Split-thickness skin grafts (STSGs) may be harvested in a variety of ways.  The most commonly used technique involves a dermatome, which provides rapid, consistent harvest of large uniform-thickness grafts. Dermatomes are typically air-powered or electric, although manually operated devices exist. Commonly used dermatomes include the Padgett and Zimmer, among others. All of these dermatomes harvest with a rapidly oscillating blade. The thickness is easily adjusted on the instrument. The width is typically adjusted in 1- to 2-inch increments by applying blade guards of different widths. Lastly, the length is dictated by the surgical technique.
Regardless of technique, adequate anesthesia must be established because harvesting of skin grafts is a painful procedure. Lidocaine with epinephrine injected at the donor site may reduce blood loss and provide greater tissue turgor that assists in harvesting.
Surgeons must be familiar with the installation of the blade and depth settings and must check these before operating the device.

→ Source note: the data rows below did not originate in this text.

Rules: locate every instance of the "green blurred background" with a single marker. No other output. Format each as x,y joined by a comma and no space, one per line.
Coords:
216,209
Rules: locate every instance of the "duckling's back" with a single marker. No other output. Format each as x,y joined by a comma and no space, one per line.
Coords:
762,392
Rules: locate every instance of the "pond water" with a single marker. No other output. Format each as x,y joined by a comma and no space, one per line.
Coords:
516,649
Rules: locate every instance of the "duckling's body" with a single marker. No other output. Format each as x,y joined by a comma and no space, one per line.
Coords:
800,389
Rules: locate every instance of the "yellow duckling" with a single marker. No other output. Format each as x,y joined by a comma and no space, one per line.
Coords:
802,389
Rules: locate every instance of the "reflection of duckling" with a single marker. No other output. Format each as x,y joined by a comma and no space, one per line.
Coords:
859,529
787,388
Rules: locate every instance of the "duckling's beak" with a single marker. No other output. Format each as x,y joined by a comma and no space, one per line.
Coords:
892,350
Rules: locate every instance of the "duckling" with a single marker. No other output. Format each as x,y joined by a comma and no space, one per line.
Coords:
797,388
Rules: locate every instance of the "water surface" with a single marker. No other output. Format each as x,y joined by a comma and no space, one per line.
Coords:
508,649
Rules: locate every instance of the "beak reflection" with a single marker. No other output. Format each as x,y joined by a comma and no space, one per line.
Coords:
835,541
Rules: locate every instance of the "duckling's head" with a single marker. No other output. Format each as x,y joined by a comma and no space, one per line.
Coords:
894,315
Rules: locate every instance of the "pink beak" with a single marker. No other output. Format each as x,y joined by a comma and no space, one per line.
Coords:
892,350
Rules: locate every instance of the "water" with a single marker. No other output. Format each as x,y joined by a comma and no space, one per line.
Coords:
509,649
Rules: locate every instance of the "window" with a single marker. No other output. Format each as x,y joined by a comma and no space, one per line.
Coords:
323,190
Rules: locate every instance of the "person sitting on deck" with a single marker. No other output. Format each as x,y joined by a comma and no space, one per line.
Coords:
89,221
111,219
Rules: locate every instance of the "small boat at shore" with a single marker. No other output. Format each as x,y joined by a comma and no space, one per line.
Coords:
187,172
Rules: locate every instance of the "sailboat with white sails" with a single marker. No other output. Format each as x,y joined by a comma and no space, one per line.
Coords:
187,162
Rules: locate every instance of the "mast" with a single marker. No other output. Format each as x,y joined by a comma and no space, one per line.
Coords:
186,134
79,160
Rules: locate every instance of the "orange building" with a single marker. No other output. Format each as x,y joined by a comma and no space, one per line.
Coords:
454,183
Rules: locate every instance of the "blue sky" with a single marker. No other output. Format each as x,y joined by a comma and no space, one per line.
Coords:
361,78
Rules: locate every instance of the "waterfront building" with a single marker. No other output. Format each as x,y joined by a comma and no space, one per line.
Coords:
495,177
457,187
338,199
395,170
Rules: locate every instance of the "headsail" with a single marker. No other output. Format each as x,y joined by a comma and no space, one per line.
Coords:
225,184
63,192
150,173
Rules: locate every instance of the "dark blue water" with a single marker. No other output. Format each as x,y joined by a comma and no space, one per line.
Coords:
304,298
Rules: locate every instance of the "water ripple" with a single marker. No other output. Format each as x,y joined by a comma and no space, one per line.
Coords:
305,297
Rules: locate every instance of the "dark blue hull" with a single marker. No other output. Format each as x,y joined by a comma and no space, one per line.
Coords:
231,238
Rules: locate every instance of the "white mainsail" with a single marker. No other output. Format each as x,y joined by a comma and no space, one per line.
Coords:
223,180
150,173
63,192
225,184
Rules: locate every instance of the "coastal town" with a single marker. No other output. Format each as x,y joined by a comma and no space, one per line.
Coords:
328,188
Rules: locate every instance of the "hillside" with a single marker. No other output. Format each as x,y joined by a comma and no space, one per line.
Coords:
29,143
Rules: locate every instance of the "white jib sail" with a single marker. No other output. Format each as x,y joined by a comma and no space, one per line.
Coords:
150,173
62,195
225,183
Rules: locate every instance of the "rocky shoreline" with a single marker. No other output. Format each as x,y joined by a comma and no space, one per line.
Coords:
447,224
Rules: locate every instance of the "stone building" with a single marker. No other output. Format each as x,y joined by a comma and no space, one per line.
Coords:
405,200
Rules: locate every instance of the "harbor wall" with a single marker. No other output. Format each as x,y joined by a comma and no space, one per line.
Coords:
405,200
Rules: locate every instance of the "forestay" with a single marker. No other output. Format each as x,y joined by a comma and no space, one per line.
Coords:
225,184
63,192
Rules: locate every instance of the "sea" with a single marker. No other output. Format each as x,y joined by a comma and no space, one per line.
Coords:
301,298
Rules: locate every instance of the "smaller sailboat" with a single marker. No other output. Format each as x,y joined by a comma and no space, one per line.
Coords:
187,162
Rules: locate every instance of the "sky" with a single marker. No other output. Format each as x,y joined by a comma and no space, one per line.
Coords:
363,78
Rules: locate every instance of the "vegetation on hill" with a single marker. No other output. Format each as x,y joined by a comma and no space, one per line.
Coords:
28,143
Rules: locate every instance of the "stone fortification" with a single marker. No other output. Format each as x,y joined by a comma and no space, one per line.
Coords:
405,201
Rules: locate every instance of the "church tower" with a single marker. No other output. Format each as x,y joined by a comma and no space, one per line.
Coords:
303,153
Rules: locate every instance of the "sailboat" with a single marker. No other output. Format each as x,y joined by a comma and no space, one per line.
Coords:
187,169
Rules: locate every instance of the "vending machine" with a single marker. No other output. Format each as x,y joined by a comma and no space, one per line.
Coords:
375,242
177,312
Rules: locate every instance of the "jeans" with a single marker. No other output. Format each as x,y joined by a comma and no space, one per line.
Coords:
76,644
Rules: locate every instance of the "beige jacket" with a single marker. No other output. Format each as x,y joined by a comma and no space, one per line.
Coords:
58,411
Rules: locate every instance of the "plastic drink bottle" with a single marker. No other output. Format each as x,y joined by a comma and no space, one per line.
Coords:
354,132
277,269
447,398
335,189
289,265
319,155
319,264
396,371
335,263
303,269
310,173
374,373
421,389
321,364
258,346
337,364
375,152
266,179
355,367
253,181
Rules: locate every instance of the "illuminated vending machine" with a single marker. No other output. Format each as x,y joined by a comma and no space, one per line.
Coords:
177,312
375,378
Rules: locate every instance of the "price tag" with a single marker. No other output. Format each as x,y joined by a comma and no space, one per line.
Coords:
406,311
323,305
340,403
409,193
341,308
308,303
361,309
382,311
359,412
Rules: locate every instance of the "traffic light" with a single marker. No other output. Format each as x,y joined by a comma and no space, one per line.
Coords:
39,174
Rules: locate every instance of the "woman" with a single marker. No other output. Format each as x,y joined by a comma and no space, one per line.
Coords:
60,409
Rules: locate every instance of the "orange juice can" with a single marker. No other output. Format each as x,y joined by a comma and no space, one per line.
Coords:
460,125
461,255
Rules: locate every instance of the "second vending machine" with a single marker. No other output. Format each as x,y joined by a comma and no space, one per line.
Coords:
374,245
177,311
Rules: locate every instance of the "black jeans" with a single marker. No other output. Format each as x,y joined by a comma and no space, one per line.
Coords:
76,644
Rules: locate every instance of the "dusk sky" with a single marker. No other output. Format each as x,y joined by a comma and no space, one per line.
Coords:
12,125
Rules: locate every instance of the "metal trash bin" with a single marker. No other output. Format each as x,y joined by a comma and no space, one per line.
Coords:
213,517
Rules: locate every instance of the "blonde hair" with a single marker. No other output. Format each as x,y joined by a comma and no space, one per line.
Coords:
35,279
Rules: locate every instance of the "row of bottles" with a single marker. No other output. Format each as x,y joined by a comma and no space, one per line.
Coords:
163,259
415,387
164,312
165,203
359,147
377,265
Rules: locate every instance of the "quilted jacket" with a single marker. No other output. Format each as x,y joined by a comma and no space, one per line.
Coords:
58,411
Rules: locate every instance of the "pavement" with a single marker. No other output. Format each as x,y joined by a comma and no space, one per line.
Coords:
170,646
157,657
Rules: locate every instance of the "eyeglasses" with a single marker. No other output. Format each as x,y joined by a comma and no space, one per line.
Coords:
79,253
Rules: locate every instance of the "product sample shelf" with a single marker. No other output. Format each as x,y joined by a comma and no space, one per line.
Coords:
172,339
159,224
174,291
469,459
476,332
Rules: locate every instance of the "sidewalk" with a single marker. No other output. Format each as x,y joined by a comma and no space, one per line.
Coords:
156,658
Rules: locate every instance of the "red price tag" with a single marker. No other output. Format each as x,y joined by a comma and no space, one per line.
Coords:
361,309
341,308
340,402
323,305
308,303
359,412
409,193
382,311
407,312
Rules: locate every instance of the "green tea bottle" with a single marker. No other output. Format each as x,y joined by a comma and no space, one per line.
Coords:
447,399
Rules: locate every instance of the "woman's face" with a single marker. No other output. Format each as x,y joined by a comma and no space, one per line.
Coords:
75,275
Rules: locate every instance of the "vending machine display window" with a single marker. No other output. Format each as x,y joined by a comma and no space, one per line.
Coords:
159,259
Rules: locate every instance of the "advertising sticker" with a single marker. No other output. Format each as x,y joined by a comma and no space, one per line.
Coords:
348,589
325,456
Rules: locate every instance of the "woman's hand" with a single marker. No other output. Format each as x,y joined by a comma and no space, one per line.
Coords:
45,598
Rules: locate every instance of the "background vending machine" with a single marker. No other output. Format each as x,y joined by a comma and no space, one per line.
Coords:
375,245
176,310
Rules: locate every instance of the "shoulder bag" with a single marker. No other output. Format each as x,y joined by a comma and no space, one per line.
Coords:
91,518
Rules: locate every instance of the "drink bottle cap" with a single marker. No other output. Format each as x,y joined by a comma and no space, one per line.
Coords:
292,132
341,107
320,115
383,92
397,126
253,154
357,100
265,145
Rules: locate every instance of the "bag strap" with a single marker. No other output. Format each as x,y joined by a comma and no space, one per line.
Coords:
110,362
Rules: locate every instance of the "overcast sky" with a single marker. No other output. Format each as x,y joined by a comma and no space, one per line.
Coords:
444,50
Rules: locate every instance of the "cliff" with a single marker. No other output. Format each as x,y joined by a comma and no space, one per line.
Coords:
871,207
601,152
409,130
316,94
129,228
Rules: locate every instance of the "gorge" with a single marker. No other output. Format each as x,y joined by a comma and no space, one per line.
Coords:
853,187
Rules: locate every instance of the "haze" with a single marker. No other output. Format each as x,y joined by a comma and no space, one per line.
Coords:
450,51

The blade has a correct and an incorrect orientation, and inexperienced operating room personnel may easily confuse the two. Insertion of a Bard-Parker No. 15 scalpel blade (beveled edge) simulates a thickness of 0.015 inches (intermediate thickness) and can be used to quickly verify that depth settings are correct. Wash off Betadine or other agent to prepare the donor site to allow the device to easily slide over the skin. Avoid use of DuraPrep to prepare the donor site because its removal is difficult and it interferes with smooth advancement of the dermatome over donor skin. To this end, lubricating the skin and dermatome with mineral oil allows easy gliding of the dermatome. These substances may be gently washed from the graft with saline following harvesting and do not compromise graft survival. 
The dermatome is held in the dominant hand of the operator at a 30-45° angle from the donor skin surface. Greater angulation of the dermatome leads to gouging or trenching of the donor site skin. With the nonoperating hand providing traction behind the dermatome, the assistant provides traction in front of the dermatome to help stretch and flatten the skin. The dermatome is running when it engages the skin surface and is then advanced in a smooth continuous motion over the skin with gentle downward pressure. After an appropriate length has been harvested, the dermatome is tilted away from the skin and lifted off of the skin to cut the distal edge of the graft and complete the harvesting.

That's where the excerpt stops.